When the Lafferty brothers went to bed in their Wendover motel room late on the night of July 24, they both fell into a deep sleep. They awoke the following morning to discover that Knapp and Carnes had vanished with the Impala and everything inside it, leaving them flat broke, with little more than the clothes they were wearing. Instead of being angry, Dan says, “I thought that maybe it was a good thing in some ways. I certainly didn’t blame them, all considered, and I was inclined to think it was meant to be because Ron and I had slept so soundly.” After pondering their options, Ron suggested they split up, hitchhike across Nevada, and rendezvous in the Reno area at John Ascuaga’s Nugget, a casino in Sparks they’d visited during their road trip earlier that summer.

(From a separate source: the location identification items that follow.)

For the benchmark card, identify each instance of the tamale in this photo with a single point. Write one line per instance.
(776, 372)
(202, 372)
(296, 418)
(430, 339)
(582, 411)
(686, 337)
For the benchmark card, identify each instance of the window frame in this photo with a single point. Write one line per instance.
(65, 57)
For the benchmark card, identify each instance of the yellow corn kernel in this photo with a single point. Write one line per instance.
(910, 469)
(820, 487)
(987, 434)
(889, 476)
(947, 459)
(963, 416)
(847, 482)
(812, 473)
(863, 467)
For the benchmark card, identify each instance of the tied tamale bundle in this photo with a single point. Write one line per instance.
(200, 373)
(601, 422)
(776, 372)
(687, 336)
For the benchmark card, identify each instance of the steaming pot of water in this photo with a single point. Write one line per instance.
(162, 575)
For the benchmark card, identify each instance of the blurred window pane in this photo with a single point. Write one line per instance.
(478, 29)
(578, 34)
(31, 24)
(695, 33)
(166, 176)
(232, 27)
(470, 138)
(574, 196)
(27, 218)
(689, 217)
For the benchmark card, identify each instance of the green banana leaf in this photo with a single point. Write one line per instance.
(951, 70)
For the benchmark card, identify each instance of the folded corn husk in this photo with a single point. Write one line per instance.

Dan stuck out his thumb beside the westbound on-ramp to Interstate 80 and was immediately picked up by a trucker in an eighteen-wheeler, who gave him a ride all the way to Reno. He spent that night huddled in a historic steam locomotive on display in a city park, then passed the following day skulking around the Nugget until Ron showed up.

After they found each other, Ron and Dan were standing outside the entrance to the casino, Dan says, “when this big guy named Bud staggered out and kind of puked a little by the curb, and when he did his wallet fell to the ground… It was about the fattest wallet I’ve ever seen.” Instead of keeping it, Dan handed the wallet back to Bud, who in gratitude let the brothers sleep on his floor that night, then invited them to go water-skiing with him the next morning. They spent the day relaxing above the crystalline depths of Lake Tahoe, drinking beer and eating Bud’s sandwiches. He bought them a big dinner in Truckee that evening, then drove them back to downtown Reno.

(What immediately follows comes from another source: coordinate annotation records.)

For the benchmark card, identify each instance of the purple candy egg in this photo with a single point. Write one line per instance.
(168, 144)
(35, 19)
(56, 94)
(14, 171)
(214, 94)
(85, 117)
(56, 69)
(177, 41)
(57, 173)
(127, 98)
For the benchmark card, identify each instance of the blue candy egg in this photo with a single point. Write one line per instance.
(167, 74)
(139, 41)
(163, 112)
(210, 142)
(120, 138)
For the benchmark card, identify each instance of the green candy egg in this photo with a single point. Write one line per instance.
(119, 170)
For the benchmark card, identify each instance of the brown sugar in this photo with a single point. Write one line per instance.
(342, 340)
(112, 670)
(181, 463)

For the next two weeks Ron and Dan hung around Sparks and Reno, riding back and forth on the free double-decker shuttle bus, subsisting on the promotional largesse of the gambling industry. They became acquainted with the driver of the shuttle, and he allowed the brothers to sleep in his bus each night, “which was a real blessing,” Dan says. After his final run in the evening, the driver would have Dan and Ron hide under the seats while he drove into a secure, fenced-in lot in downtown Reno, where he parked the bus overnight. According to Dan, “The long padded seats in the back of the bus were real nice for sleeping, considering the alternative.”

Most days, Dan and Ron bided their time in the cavernous, air-conditioned chambers of the Peppermill Casino. Dan recalls that “the Peppermill had a big screen on which they showed the [Los Angeles] Olympics while we were there, and they also had coupons you could get each day if you had an I.D., which gave you a few chips to gamble with and a coupon for a plate of free nachos. I didn’t have an I.D., but Ron did, and it was our plan to gamble with the free chips to make enough to buy food, which sometimes happened but usually didn’t.”

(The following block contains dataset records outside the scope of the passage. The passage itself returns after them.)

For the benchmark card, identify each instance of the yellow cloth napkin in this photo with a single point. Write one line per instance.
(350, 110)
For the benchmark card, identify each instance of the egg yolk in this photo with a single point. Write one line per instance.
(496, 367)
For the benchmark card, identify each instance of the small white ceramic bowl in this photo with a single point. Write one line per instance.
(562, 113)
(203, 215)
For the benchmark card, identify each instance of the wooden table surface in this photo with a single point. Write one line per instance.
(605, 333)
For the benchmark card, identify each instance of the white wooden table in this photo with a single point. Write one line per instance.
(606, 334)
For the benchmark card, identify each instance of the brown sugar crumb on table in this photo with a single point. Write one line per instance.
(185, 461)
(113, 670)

After they’d been in Reno a couple of days, the Laffertys were approached by “a strange man,” according to Dan, who “had a beard and rose-colored glasses so you couldn’t see his eyes.” The fellow gave the brothers a reefer rolled from “some excellent weed,” asked them “a few strange questions,” then loaned Dan his I.D. card, enabling Dan to obtain free gambling chips and nachos. From that point on, Dan says, “we had at least two plates of nacho chips each day,” although that was often all they ate.

“We were pretty hungry most of the time,” Dan concedes, “but just when we needed food, someone would offer us something to eat. One couple invited us to their place for a Saturday barbecue, and this kid who was fishing in the little creek that ran through Reno took us for soup and salad at one of the casino specials when we really needed it.” And every few days, the strange man in the psychedelic glasses “came by to see us and get us high and ask how we were doing.” Dan believes, even now, that this person was an angel sent by God to look after them.